# Lincoln MKT



## MiaJay (May 4, 2018)

Any of you guys drive one of these? Nice car, but I sat in the 3rd row. I'm no giant (5'8"), but my head was pressed up on the ceiling. Do any of you mkt drivers get cancelled on for xl or suv rides?


----------



## Uber's Guber (Oct 22, 2017)

That 3rd row is designed for children. 
Try hanging out with fewer dudes at night.


----------



## MiaJay (May 4, 2018)

Uber's Guber said:


> That 3rd row is designed for children.
> Try hanging out with fewer dudes at night.


Not really hanging out with anyone these days. I took one for a test drive and heard the back seat was useless so I had to try it out. So if anyone with helpful info doesn't mind sharing that'd be great.


----------



## Uber's Guber (Oct 22, 2017)

MiaJay said:


> Not really hanging out with anyone these days.


Maybe try downloading the Tinder app.


----------



## steveK2016 (Jul 31, 2016)

Ive ordered XL and got an UBERSUV once (had commercial plates and tags) that was an MKT. One of our sales guys is on the girthy side, but it was only 3 of us so we didn't get into the 3rd row. Im surprised that its so small, the 3rd row in my Santa Fe is comfortable, just on Saturday alone i took about 5 XL trips that utilized the 3rd row with no complaints. I probably wouldnt want to be stuck back there for hours but even an airport run wouldn't be terrible.

im 5'11 and am comfortable enough in the 3rd row of a Santa Fe.


----------



## RideshareGentrification (Apr 10, 2018)

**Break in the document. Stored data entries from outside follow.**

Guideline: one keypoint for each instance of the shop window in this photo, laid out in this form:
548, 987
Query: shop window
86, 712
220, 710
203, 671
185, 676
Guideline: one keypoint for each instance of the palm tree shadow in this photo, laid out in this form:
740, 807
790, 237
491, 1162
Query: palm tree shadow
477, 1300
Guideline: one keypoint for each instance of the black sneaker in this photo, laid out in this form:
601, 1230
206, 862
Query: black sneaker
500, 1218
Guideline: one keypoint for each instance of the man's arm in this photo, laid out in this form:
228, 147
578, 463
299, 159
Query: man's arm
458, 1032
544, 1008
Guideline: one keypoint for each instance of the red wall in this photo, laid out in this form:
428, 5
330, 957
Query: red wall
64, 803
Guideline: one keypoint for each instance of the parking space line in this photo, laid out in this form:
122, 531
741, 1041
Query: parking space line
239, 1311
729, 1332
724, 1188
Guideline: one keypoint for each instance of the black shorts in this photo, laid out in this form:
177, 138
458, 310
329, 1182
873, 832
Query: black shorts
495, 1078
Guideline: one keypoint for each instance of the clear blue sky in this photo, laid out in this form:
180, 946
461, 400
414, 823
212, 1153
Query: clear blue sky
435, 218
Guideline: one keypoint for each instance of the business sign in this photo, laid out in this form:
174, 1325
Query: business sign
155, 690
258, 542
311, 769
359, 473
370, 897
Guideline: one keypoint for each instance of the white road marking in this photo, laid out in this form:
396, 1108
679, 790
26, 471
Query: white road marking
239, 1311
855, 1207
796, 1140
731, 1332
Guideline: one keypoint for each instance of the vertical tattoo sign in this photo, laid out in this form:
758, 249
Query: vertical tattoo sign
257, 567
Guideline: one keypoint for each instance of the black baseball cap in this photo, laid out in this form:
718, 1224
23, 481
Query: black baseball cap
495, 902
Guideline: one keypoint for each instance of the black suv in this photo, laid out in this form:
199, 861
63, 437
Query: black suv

Mkt 3rd row isn't awful head room is limited forsure but it's got decent space it's got more room than mdx xc90 or qx60. 
Lincoln screwed up on the mkt they really should have just kept the Aviator going the Explorer is a perfect rideshare car with 3 useful rows and a good amount of 3rd row cargo room in fact only the suburbans and Expedition El have more 3rd row cargo space. They could have dressed up the interior and slapped a Lincoln badge on it and been good to go. The mkt is based on the same chasis but it's so much smaller


----------



## MiaJay (May 4, 2018)

Thanks for the replies.


----------